Ukkonen's Algorithm

Ukkonen’s algorithm is used for constructing a suffix tree for a given string in linear time. Traditional algorithms for building suffix trees usually require quadratic time, but Ukkonen optimized this to O(n) time, where n is the length of the string. The algorithm builds the tree incrementally, adding one character at a time from the input string. This leads to significant computational savings.

Let’s implement Ukkonen’s algorithm for constructing a suffix tree in Java, C++, and Python. Note that this code is simplified and intended for educational purposes.


Java

 1
 2
 3
 4
 5
 6
 7
 8
 9
10
11
12
13
14
15
16
17
18
19
20
21
22
23
24
25
26
27
28
import java.util.HashMap;

class Node {
    HashMap<Character, Edge> edges = new HashMap<>();
}

class Edge {
    int start, end;
    Node nextNode;
}

public class UkkonenAlgorithm {
    public static void main(String[] args) {
        String str = "abcab$";
        Node root = new Node();
        Node activeNode = root;

        for (int i = 0; i < str.length(); i++) {
            char ch = str.charAt(i);
            Edge edge = new Edge();
            edge.start = i;
            edge.end = i + 1;
            edge.nextNode = new Node();
            activeNode.edges.put(ch, edge);
            activeNode = edge.nextNode;
        }
    }
}

C++

 1
 2
 3
 4
 5
 6
 7
 8
 9
10
11
12
13
14
15
16
17
18
19
20
21
22
23
24
25
26
27
28
29
#include <iostream>
#include <unordered_map>
using namespace std;

struct Node {
    unordered_map<char, struct Edge> edges;
};

struct Edge {
    int start, end;
    Node* nextNode;
};

int main() {
    string str = "abcab$";
    Node* root = new Node;
    Node* activeNode = root;

    for (int i = 0; i < str.size(); i++) {
        char ch = str[i];
        Edge edge;
        edge.start = i;
        edge.end = i + 1;
        edge.nextNode = new Node;
        activeNode->edges[ch] = edge;
        activeNode = edge.nextNode;
    }
    return 0;
}

Python

 1
 2
 3
 4
 5
 6
 7
 8
 9
10
11
12
13
14
15
16
17
18
19
20
class Node:
    def __init__(self):
        self.edges = {}

class Edge:
    def __init__(self, start, end):
        self.start = start
        self.end = end
        self.nextNode = Node()

if __name__ == '__main__':
    str_ = "abcab$"
    root = Node()
    activeNode = root

    for i in range(len(str_)):
        ch = str_[i]
        edge = Edge(i, i + 1)
        activeNode.edges[ch] = edge
        activeNode = edge.nextNode

This is a simplified example, meant for educational purposes. In a real-world application, Ukkonen’s algorithm is more complex, especially when dealing with edge splits and suffix links.


Explanation:

  • Initial Setup: Start by initializing the root node. Each node will have edges leading to other nodes or leaf nodes. These edges are associated with substrings of the input string.

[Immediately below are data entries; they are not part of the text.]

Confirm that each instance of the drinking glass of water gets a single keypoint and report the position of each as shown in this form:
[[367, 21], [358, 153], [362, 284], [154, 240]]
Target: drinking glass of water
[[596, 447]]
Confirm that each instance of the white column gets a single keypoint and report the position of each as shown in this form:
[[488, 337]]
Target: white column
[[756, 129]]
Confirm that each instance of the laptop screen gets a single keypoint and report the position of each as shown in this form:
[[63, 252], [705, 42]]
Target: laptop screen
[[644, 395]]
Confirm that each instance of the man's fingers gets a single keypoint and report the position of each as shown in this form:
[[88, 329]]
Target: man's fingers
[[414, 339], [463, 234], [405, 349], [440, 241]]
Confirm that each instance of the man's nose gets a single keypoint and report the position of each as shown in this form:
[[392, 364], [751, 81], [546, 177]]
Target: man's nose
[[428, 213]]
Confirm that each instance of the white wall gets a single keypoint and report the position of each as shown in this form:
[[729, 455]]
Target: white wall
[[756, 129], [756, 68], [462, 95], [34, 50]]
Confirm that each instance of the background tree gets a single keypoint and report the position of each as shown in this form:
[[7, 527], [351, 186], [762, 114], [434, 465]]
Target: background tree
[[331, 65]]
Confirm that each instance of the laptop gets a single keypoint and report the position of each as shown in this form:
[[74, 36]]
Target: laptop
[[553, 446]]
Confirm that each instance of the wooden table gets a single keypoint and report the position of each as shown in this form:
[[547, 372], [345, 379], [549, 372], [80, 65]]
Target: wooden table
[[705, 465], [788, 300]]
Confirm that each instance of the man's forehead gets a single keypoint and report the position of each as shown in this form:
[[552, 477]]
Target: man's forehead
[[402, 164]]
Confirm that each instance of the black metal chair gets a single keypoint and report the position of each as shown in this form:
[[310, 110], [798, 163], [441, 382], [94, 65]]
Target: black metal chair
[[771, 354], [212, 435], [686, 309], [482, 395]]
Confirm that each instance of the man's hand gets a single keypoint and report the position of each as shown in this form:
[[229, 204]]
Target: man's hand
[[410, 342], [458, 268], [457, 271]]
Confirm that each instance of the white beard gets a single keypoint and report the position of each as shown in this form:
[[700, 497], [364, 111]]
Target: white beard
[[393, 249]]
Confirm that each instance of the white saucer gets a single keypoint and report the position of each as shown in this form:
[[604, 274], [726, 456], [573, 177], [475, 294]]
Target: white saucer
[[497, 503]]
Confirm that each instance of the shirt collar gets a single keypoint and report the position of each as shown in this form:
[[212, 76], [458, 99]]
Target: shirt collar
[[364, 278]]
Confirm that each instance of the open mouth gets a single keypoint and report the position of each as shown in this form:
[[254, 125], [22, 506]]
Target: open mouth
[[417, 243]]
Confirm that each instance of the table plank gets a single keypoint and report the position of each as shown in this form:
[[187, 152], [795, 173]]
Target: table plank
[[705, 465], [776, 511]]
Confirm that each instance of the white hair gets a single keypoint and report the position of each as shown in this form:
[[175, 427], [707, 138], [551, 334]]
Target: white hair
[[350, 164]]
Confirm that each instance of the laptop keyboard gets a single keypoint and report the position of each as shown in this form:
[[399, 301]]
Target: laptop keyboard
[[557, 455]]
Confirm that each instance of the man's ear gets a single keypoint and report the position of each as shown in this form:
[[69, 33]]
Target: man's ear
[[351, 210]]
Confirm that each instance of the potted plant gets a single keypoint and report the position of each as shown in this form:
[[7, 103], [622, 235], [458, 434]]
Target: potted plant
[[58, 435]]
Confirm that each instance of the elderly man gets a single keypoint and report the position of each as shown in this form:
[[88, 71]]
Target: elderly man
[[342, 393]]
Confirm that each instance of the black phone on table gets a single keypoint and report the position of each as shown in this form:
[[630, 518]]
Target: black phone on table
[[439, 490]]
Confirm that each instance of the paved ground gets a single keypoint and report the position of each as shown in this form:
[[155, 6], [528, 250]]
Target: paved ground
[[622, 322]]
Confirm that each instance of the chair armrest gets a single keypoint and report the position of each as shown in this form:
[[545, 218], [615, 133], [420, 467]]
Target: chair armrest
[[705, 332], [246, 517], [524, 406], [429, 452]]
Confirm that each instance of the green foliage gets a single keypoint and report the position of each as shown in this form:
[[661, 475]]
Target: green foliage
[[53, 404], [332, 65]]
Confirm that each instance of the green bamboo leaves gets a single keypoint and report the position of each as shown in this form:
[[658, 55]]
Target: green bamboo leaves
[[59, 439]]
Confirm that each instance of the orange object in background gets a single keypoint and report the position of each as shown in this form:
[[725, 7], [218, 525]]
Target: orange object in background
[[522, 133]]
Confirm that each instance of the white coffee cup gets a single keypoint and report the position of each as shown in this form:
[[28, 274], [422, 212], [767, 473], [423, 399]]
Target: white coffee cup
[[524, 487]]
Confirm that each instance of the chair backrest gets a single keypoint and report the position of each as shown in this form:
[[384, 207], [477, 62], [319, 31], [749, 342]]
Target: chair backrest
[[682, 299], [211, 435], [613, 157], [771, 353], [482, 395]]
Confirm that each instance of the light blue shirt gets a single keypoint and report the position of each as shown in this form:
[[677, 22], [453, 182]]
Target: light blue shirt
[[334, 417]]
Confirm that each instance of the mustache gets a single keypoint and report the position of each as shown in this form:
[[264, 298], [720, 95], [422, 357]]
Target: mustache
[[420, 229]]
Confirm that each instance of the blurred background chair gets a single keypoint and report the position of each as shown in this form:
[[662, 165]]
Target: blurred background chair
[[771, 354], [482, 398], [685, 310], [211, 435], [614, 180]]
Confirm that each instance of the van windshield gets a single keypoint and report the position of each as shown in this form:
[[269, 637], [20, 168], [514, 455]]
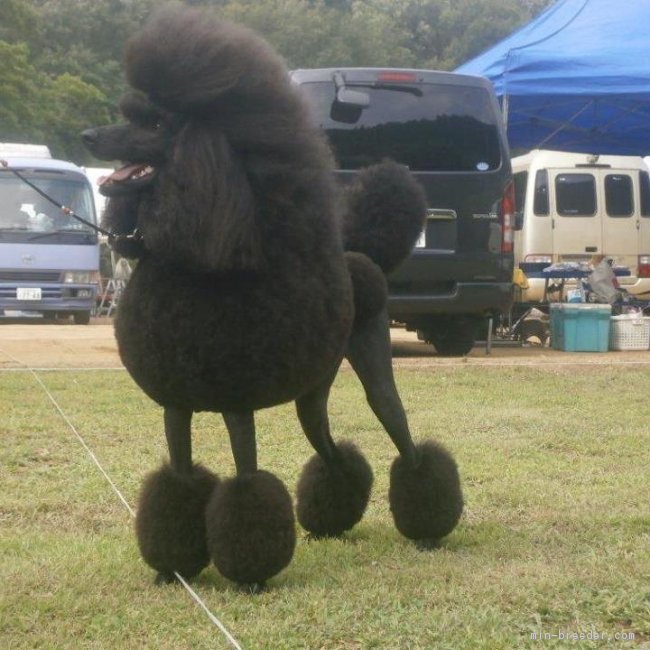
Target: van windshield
[[26, 216], [428, 127]]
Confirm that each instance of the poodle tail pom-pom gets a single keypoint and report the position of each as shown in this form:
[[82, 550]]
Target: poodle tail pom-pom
[[426, 500], [386, 209]]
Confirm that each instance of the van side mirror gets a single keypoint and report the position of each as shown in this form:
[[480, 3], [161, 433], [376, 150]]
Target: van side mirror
[[519, 220], [350, 97], [348, 104]]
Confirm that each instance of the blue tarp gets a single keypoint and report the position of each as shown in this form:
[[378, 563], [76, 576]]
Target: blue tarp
[[577, 78]]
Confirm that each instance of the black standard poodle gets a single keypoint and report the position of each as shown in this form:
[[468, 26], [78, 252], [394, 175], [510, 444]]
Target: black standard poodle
[[256, 277]]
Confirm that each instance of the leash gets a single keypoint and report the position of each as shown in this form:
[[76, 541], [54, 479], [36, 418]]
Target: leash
[[136, 235]]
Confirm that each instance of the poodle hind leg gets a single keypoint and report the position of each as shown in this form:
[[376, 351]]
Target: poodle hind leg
[[425, 494], [170, 519], [334, 487], [251, 529]]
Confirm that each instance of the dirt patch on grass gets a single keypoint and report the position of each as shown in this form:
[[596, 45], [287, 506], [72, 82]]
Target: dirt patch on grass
[[65, 345]]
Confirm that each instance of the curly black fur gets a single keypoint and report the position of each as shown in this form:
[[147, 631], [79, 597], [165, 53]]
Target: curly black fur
[[386, 210], [170, 520], [242, 298], [251, 527], [427, 501], [333, 498], [369, 284]]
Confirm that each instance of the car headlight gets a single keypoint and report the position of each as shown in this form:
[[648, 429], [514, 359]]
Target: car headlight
[[81, 277]]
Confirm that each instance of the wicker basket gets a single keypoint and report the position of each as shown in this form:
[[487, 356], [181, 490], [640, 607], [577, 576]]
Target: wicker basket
[[629, 333]]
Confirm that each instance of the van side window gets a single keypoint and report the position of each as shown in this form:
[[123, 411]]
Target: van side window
[[644, 184], [540, 203], [521, 181], [618, 195], [575, 195]]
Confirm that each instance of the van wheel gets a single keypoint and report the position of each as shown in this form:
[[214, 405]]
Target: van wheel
[[452, 337], [81, 317]]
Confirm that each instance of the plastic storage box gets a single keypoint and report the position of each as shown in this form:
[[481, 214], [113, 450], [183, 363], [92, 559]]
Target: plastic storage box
[[580, 327], [629, 333]]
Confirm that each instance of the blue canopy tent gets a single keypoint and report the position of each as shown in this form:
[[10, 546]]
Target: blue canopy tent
[[577, 78]]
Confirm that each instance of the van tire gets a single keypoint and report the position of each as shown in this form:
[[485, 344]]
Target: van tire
[[453, 336]]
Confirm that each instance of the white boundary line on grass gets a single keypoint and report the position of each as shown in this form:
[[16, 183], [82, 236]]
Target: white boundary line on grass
[[117, 491]]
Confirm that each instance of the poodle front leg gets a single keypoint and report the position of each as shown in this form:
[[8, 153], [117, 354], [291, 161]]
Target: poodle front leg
[[334, 487], [425, 494], [250, 524], [170, 519]]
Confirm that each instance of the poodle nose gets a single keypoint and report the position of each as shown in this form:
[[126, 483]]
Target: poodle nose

  • Active Point: Keep track of the active point, which consists of the active node, active edge, and active length. This helps in determining where the next insert should happen.

  • Extension: For each character in the string, extend the tree by one. This could mean extending a leaf edge by one character or adding a new leaf edge.

  • Splitting: If necessary, split a node. This involves creating a new internal node and adjusting the existing edges.

  • Suffix Link: Keep track of suffix links for quicker insertion of new characters.


How Changes Affect the Algorithm:

  • String Length: The longer the string, the more nodes and edges the algorithm will need to create. However, the algorithm will still run in linear time.

  • Alphabet Size: The larger the alphabet, the more edges will emanate from each node, increasing the space complexity but not affecting the time complexity.

Sample Use Case:

If the input string is “abcab”, the algorithm will first add ‘a’, then ‘b’, then ‘c’, then another ‘a’ and finally another ‘b’, each time updating the tree structure efficiently.

This algorithm is widely used in string matching, data compression, and bioinformatics for efficiently storing and querying large sequences.